Heading to Budapest? Here are some helpful hints!
General It is important to know the difference between Buda and Pest (pronounced ‘Pescht’). Until a few hundred years ago, they were separate cities. Buda is on the west side of the river, is a hilly, residential area that also is home to the Castle district. Pest is on the east side and contains the business district, the Jewish Quarter, and more affordable accommodations and fare.
1. In the airport, there is an ATM in baggage claim, which is an easy way to get forint (Hungarian currency or HUF). 200 HUF roughly equals $1.
2. From the airport, the best way to get to your hotel is to take the minibuses, which are very reasonable (look to your right when exiting customs). One way the cost is 2,990 HUF or about $14.50. www.airportshuttle.hu
1. Only take a taxi from your hotel, never hail one from the street. Taxis are not as safe in Budapest as they are in cities elsewhere. If you do need a taxi and you’re somewhere other than your hotel, go into a restaurant or pub and ask one of the staff to call one for you. They’ll call one from a reputable company and you’ll be less likely to be ripped off. Fortunately the transit system in Budapest is very good so you shouldn’t need them too often.
2. Do take the buses, trains, and trams whenever possible. They’re everywhere, frequent, and cheap. When you get on the bus/train/tram, no one will take your ticket. You have to use the orange boxes to validate your ticket each time. To do so, simply stick the ticket in the slot. If a ticket checker audits the car and your fare isn’t validated the fine is 6,000 HUF. Also, tickets aren’t for sale on the street, so you’ll need to get them from a hotel or train station. I found a weeklong pass was the best.
3. Do not buy the Budapest card, a transportation and museum pass all in one. Unless you plan a museum marathon for 72 hours (the longest length available), it is less expensive to pay for transport and museum fees separately as needed.
What to do when you’re there
1. As I mentioned in previous posts, do join a free walking tour. From this overview you can decide which are the most important highlights that will best match your interests.
2. The best place to buy food and souvenirs is the Grand Market Hall. It’s a two-story building with all sorts of delights. A traditional market is on the ground floor with vegetables, meats, grocery goods, bakery items aplenty. On the second floor are local textiles, souvenirs, restaurants and food stalls.

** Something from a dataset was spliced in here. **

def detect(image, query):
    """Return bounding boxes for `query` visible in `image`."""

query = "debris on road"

3. When booking a hotel room, make sure it has air conditioning if you’re planning on a summer visit. I found this one out the hard way!
4. Do go at night to the little bars in the Jewish Quarter called ruin bars or ‘romkocsma’ in Hungarian. They’re fun and a part of the culture.
5. The language is hard, there’s no way around it. Do at least know a few basic words, thank you in particular…you don’t want to be a rude American after all!
Hello or Bye = Szia (sounds like “See Ya”)
Goodbye = Viszlát (sounds like “veeslat”)
Yes / No = Igen / Nem
How are you? = Hogy vagy?
Thank you = Köszönöm (sounds like “kozonom”)
Thank you very much = Köszönöm szépen
Good morning = Jó reggelt
Good afternoon = Jó napot
Good evening = Jó estét
Cheers! = Egészségédre!
You’re welcome = Szívesen
Sorry! / Excuse me! = (to apologize = Bocsánat!) (to gain attention = Elnézést!)
1. More often than not, salad refers to pickled vegetables as opposed to the green leafy variety.
2. Noodles are really small but dense dumplings.
3. Hungarian wines are surprising good – an undiscovered secret in my opinion. Explore beyond the usual hype of Bulls Blood (not really blood, but it is a red) and Tokaj (white) – there are many very good varieties to choose from. My favorite wines came from the Villany region.
4. Try anything that is made with cottage cheese – sounds weird but trust me! Also, a must – bread with fat….I’m still dreaming of it!
5. If you’re in a restaurant and don’t know what to order and can’t communicate, when all else fails, order paprikash.
6. Most Hungarians eat a heavy lunch and a lighter dinner. As a result, many local restaurants close at 3 or 4 (tourist areas excepting).
Above all, just relax and have fun – Hungary is a country with so much to offer, you can’t go wrong!
I love the cottage cheese tip! Also, I never would have thought about taxis in Budapest being unsafe. How did you discover that?
My step dad is Hungarian and I’ve spent time with my family there…Both they and hotels I’ve stayed at shared some nightmare stories….On the flip side, I rode a tuk tuk in rural Chiang Mai for 20 miles, so you never know LOL!